Closed qiisziilbash closed 6 months ago
Hey there @qiisziilbash! Fancy seeing you here again. 🚀 Looks like you've stumbled upon another quirky challenge in the LlamaIndex universe. Hold tight, I'm diving into the abyss of code to fetch some answers for you. Will circle back shortly!
@qiisziilbash this module is called simple summarize because its very simple :)

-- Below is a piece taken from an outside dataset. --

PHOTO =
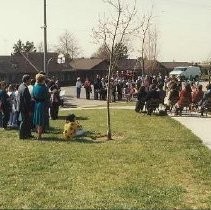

If you need to summarize across variable number of nodes, I recommend using tree_summarize
After reviewing the details of the bug you've reported and considering the feedback from the maintainer, it seems the issue you're encountering with the truncate method
is indeed a limitation of the simple_summarize
response mode in the context of handling a large number of nodes. The behavior you're experiencing, where information is dramatically dropped or even leads to crashes due to negative chunk size, is a consequence of the simplistic approach taken by this summarization method.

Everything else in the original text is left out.